After recording and organizing the experimental data, box plots were used to visualize the distribution of values. In the MCF-7 cell line, CCK8 cell proliferation levels increased over time. At 24 hours, there was no significant difference among plasmid concentration groups; however, at 48 hours, the 1 μg plasmid group showed significantly lower CCK8 levels compared to the other groups (Figure 1A). A similar trend was observed in the MDA-MB-231 cell line, where at 48 hours, plasmid-treated groups exhibited significantly lower CCK8 levels than the control group (Figure 1B). These findings suggest that the plasmid exerts an inhibitory effect on cell proliferation in both MCF-7 and MDA-MB-231 cell lines, with more pronounced effects at 48 hours.

In the wound healing assay, all plasmid-treated groups showed significantly reduced cell migration compared to the control group, consistent across both MCF-7 and MDA-MB-231 cell lines (Figure 2). Higher plasmid concentrations demonstrated stronger inhibitory effects on migration. Notably, in the MCF-7 cell line, even the 1 μg plasmid group showed substantial inhibition, whereas in the MDA-MB-231 cell line, the 2 μg and 4 μg plasmid groups exhibited similar levels of suppression.
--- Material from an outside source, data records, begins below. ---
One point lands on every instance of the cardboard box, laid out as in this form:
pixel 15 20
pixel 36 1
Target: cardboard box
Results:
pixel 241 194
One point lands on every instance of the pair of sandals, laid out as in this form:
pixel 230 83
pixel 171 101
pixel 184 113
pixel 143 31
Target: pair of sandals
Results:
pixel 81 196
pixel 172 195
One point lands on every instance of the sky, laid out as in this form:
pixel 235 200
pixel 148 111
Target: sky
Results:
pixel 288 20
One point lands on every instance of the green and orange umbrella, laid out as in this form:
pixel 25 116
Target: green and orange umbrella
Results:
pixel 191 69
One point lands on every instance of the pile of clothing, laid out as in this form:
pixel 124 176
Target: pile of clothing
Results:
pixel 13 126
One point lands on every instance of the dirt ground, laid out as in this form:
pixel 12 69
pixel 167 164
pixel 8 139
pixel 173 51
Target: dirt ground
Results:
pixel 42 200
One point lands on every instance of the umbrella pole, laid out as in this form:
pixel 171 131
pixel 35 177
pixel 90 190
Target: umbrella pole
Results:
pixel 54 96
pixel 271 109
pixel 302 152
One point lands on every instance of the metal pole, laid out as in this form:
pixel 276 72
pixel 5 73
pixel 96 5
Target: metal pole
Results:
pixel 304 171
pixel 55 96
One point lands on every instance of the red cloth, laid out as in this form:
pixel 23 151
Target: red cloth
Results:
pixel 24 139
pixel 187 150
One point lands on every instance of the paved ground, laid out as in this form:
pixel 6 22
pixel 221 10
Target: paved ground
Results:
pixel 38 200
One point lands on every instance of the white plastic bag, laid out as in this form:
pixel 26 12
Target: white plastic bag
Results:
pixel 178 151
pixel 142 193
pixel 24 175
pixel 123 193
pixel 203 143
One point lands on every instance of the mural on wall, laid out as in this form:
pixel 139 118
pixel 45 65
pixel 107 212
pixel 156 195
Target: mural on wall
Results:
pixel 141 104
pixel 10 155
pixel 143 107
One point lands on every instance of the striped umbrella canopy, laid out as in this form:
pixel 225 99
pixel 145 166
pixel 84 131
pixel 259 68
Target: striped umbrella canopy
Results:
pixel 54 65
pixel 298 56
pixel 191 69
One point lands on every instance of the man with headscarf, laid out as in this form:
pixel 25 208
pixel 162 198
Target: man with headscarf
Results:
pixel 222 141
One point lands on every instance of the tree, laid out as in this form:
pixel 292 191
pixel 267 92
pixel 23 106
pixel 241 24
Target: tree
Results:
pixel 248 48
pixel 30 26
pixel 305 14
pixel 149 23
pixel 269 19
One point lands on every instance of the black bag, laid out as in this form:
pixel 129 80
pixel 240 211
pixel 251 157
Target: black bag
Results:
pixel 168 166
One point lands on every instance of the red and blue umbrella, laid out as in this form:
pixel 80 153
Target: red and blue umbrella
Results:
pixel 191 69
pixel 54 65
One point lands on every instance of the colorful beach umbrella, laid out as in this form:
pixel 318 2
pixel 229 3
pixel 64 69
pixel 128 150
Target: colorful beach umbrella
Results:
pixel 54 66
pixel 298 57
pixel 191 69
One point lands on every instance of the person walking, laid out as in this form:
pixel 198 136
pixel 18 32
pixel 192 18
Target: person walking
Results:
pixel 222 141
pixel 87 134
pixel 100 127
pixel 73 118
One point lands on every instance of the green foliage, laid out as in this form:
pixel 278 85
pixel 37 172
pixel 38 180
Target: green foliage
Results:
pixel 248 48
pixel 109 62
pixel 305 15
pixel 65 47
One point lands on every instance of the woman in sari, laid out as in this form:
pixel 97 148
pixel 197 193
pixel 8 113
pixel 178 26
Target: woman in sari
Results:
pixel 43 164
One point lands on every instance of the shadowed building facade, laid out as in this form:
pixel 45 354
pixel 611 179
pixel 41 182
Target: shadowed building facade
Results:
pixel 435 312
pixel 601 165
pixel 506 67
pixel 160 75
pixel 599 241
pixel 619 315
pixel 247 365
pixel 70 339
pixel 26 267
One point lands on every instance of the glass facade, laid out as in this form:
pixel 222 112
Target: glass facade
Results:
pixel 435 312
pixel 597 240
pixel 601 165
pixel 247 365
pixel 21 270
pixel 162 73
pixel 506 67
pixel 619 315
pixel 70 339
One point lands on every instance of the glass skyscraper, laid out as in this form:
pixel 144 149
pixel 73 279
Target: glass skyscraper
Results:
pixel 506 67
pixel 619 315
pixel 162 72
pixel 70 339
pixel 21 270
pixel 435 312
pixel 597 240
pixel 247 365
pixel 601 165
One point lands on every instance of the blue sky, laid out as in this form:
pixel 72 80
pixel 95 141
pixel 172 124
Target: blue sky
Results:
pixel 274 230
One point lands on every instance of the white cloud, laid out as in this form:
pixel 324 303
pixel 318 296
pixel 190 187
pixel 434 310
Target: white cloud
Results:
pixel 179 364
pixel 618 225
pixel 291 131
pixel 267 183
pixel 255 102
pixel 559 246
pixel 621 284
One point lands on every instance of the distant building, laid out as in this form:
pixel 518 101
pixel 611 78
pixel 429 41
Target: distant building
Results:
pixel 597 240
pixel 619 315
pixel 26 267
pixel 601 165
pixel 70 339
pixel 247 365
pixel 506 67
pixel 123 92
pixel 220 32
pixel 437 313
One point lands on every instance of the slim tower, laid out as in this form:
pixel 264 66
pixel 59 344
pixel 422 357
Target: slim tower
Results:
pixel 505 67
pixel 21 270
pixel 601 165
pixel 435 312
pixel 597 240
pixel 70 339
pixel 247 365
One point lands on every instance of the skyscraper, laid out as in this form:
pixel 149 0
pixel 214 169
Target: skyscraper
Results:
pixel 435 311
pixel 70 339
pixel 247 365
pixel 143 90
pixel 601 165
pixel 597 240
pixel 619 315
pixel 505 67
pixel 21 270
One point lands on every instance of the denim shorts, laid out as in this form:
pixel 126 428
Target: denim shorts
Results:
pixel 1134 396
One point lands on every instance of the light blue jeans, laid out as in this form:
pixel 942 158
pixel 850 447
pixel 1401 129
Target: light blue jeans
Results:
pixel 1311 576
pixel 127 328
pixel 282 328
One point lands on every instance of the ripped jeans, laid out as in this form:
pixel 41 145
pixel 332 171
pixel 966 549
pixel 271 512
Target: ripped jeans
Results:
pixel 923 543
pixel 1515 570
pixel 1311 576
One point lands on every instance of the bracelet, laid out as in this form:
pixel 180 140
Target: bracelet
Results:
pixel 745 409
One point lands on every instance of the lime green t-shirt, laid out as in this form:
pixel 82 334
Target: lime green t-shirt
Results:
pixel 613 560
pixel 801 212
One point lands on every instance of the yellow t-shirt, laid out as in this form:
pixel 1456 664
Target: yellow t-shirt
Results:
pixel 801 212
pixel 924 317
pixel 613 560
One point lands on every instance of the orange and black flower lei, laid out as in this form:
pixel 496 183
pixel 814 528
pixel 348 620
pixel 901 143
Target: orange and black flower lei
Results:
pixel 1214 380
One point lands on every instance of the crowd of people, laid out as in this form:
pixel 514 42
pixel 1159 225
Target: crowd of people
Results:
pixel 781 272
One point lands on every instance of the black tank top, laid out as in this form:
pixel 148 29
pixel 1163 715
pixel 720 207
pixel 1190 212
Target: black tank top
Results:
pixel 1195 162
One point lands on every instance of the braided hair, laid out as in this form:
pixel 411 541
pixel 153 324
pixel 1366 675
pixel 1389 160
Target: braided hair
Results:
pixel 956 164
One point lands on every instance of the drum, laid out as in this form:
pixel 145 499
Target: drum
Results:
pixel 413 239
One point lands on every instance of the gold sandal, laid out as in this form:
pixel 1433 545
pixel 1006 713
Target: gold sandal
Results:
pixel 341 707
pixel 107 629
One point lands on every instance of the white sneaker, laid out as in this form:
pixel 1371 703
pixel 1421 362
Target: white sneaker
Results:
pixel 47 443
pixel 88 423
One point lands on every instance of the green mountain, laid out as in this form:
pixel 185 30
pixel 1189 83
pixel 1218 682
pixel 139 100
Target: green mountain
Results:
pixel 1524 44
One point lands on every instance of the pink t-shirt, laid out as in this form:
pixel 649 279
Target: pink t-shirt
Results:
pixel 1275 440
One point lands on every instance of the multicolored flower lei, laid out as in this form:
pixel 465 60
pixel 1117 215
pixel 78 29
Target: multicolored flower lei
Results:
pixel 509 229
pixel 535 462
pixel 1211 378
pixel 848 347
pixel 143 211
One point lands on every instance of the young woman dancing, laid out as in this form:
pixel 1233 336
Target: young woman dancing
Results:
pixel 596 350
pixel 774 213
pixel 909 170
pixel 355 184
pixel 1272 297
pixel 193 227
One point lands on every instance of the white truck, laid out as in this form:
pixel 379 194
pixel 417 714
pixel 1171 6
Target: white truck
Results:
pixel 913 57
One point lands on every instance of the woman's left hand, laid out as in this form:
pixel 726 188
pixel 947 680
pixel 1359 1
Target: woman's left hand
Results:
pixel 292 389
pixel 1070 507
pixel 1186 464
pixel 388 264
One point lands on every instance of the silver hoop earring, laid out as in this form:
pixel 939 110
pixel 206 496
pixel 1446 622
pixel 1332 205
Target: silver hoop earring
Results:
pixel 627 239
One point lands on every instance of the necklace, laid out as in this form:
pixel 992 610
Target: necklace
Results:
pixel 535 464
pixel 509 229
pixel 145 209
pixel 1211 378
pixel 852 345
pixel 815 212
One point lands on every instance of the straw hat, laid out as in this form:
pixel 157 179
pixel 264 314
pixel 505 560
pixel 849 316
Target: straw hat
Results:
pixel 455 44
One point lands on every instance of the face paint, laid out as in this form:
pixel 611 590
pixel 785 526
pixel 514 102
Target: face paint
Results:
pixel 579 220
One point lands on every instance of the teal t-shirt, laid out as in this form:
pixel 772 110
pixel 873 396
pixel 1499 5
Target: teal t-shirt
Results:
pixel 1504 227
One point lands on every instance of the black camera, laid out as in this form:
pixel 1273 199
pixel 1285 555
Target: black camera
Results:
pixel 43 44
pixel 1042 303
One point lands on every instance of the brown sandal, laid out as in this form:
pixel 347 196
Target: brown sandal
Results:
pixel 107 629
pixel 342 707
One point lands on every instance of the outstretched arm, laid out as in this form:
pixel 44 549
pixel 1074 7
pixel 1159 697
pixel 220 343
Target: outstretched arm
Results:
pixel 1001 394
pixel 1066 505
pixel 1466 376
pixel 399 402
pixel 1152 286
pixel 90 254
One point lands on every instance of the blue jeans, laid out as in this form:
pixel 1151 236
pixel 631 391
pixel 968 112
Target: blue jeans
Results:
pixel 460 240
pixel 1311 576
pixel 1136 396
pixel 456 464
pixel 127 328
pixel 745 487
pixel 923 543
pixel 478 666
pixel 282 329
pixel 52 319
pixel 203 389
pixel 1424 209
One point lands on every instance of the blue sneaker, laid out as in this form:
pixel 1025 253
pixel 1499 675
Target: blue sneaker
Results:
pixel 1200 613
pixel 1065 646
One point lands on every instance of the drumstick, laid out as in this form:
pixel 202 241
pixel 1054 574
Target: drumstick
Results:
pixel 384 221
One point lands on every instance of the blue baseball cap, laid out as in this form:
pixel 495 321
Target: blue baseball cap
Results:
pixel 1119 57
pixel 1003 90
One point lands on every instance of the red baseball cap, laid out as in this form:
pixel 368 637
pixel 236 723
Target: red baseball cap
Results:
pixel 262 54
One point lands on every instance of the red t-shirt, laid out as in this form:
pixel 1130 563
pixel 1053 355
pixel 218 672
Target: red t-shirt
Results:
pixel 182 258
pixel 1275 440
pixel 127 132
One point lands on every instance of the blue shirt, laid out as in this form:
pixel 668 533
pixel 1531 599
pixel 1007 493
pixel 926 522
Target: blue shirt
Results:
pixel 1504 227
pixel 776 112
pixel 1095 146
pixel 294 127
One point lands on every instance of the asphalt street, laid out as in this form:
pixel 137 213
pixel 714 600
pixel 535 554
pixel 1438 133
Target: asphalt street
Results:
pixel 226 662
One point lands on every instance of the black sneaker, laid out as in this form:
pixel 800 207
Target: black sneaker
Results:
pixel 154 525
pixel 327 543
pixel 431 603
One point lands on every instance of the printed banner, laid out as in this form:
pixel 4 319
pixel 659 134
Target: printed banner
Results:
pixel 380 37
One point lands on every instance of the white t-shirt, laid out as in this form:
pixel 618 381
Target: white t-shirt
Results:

The Transwell assay results were largely consistent with those of the wound healing assay. In both MCF-7 and MDA-MB-231 cell lines, all plasmid-treated groups exhibited significantly reduced migration compared to the control group (Figure 3). Moreover, the inhibitory effect of the plasmid on cell migration appeared to follow a concentration-dependent gradient.

Figure 1. CCK8 cell proliferation levels at 0, 24, and 48 hours across four plasmid concentration groups. (A) CCK8 levels in the MCF-7 cell line; (B) CCK8 levels in the MDA-MB-231 cell line.
Figure 2. Cell migration levels in the wound healing assay across four plasmid concentration groups.
Figure 3. Cell migration levels in the Transwell assay across four plasmid concentration groups.

3.2 Data Modeling and Analysis

In this study, a random forest machine learning model was used to analyze the data. The results indicated that Transwell cell migration levels and proliferation rate (Slope_0_48) contributed the most to the model (greater than 50%), while wound healing migration levels (WH) and maximum growth (Max_Growth) had lower contributions (less than 25%). These findings reflect differing levels of contribution to the dependent variable (plasmid concentration). After we constructed the model, we stored it as an “rf_final.rda” file in R, which can be called elsewhere.

After constructing the model, its performance was evaluated using a ROC (Receiver Operating Characteristic) curve. The area under the curve (AUC) value was 0.771, suggesting that the model possesses moderate predictive power. Additionally, it is hypothesized that heterogeneity between the MCF-7 and MDA-MB-231 cell lines may have introduced variability in the experimental outcomes.

Figure 4. Relative contributions of five predictor variables to the outcome variable in the random forest machine learning model.
Figure 5. ROC curve of the random forest model.